MBK: Admittedly, here in Trenton, NJ we have few cross-border cases in which foreign corporate parents with U.S. affiliates are engaged in foreign insolvency proceedings. I regard the opportunity to handle a meaningful Chapter 15 case akin to playing a round of golf at Augusta National. I am confident I wouldn’t embarrass myself, but no one is sending me an invitation. From what I have seen in our sister courts, the European liquidity crisis has changed the direction of reorganization cases in a fashion similar to what we see here in domestic Chapter 11 cases— a momentum toward asset sales rather than emergence. Chapter 15 has been used successfully to permit a foreign representative, in recognized foreign main proceedings, to undertake a §363 sale of U.S. based assets. The advantages of a §363 sale, when combined with the often more favorable (as far as timing and noticing) liquidation processes permitted under foreign insolvency schemes, continue to make Chapter 15 cases attractive and productive. The WellPoint Systems Inc. Chapter 15 proceeding filed in Delaware in 2011 is an excellent example of a coordinated approach to structure a stream-lined asset sale.
ABFJ/NYIC: BankruptcyData.com noted recently that there were 86 publicly traded companies that filed for bankruptcy protection in 2012 — the exact same number that filed in 2011. Perhaps a coincidence, but would you venture a guess on what you expect will occur in 2013 and why?

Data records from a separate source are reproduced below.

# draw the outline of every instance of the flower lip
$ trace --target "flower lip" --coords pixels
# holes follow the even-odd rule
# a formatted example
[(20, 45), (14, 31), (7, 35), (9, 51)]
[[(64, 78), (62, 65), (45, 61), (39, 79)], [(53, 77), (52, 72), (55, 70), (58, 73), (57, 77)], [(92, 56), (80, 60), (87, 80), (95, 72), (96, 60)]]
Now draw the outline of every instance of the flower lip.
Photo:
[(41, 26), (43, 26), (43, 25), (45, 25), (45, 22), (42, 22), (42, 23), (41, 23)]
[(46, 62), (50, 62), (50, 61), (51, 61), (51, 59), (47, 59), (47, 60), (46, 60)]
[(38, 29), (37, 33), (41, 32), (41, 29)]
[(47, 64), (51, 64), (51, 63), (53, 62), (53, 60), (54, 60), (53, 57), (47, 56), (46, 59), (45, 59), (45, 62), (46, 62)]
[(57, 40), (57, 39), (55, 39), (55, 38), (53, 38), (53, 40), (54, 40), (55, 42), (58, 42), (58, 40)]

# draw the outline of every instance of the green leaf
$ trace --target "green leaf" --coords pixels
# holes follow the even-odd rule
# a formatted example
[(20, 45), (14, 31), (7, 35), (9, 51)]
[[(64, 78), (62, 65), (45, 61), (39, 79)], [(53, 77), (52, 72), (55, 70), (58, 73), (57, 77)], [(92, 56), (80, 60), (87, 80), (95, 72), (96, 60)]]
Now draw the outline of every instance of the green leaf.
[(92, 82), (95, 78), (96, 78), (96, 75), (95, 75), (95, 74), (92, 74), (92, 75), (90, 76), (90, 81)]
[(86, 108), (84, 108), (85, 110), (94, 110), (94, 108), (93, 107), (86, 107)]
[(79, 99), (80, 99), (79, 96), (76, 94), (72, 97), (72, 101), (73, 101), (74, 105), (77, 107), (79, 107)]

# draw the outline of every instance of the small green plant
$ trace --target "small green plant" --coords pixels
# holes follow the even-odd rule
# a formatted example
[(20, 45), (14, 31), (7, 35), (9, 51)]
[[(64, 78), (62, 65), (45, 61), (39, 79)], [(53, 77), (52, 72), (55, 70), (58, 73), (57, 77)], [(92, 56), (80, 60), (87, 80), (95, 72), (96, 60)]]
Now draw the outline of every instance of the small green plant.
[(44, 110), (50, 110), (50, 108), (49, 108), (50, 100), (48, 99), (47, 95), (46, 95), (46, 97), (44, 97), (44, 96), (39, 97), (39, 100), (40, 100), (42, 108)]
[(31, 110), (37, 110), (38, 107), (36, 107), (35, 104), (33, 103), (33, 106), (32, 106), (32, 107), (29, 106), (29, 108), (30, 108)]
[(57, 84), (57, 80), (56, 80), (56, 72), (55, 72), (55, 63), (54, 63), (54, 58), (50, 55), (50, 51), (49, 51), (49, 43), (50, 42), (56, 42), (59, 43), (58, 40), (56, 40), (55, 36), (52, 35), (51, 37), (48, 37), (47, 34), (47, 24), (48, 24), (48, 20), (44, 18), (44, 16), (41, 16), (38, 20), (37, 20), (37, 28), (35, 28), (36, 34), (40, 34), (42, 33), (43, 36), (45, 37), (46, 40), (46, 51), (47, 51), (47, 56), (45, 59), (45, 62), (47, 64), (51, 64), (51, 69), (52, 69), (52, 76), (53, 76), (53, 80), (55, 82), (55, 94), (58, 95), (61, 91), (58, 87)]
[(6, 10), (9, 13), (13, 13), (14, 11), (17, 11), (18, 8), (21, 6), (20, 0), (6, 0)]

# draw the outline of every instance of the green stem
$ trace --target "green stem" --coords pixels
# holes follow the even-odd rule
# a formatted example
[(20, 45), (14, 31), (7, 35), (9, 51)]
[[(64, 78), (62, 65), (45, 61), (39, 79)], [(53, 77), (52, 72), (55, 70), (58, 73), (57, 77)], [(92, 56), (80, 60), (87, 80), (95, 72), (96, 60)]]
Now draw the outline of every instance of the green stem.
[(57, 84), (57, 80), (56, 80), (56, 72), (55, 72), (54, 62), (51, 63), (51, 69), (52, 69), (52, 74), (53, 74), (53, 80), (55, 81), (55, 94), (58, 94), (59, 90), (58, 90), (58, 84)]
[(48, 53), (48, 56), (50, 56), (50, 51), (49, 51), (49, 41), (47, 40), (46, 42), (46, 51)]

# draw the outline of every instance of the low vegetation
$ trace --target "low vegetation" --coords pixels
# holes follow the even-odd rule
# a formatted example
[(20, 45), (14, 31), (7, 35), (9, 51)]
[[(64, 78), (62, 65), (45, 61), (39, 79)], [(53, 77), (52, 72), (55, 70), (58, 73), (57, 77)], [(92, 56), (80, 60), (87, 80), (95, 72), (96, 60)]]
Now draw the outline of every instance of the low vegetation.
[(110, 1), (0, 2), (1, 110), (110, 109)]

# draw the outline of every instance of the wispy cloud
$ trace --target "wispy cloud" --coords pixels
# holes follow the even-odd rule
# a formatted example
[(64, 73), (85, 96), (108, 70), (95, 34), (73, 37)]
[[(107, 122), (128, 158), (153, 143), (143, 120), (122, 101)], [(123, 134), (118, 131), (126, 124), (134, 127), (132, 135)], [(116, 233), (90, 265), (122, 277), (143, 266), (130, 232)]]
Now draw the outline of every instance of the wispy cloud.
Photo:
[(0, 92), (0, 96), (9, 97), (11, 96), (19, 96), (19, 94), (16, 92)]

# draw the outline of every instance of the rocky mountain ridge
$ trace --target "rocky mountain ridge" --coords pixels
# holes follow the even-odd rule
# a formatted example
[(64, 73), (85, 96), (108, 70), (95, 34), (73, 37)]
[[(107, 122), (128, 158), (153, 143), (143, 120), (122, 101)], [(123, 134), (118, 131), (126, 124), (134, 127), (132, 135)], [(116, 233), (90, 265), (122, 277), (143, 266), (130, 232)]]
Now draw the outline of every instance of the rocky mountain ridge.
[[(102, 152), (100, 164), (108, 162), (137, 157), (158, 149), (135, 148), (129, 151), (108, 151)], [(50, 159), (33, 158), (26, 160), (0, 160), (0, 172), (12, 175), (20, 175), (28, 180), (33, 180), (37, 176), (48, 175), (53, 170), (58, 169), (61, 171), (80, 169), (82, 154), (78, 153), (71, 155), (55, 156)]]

Would you please comment on which sectors are most likely to feel the pain of only modest growth in the economy?
MBK: I recently had an opportunity to walk the frighteningly empty hallways and casino floor of the new Revel Resort and Casino in Atlantic City, and came to the conclusion that there are very few good economic prognosticators. I am certainly not among them. However, from what I see and read, I would not be surprised by a small increase in the interest rates, which may give rise to a default rate increase this year. I foresee companies, which for the past several years benefited from lower rates and loan extensions, being compelled finally to address balance sheet concerns and operational problem areas. The debt “maturity wall,” which has been kicked forward consistently since 2009, may start this year to hold strong. Given the current administration’s inclination to enhance regulatory oversight, I would regard the health and energy sectors as likely to face more financial distress this year. Finally, given my recent stroll by the lonely slot machines in Atlantic City, I would not feel overly confident in a swift recovery in the gaming/entertainment sector.
Judge Michael B. Kaplan was appointed as a Bankruptcy Judge on October 2, 2006, for the District of New Jersey, Trenton Vicinage. Prior to taking the bench, Judge Kaplan served as a Standing Chapter 13 bankruptcy Trustee, as well as a member of the Chapter 7 panel of bankruptcy Trustees, where he received case appointments as both a Chapter 11 and Chapter 12 trustee. Judge Kaplan received his A.B. degree from Georgetown University (1984) and his J.D. degree from Fordham University School of Law (1987).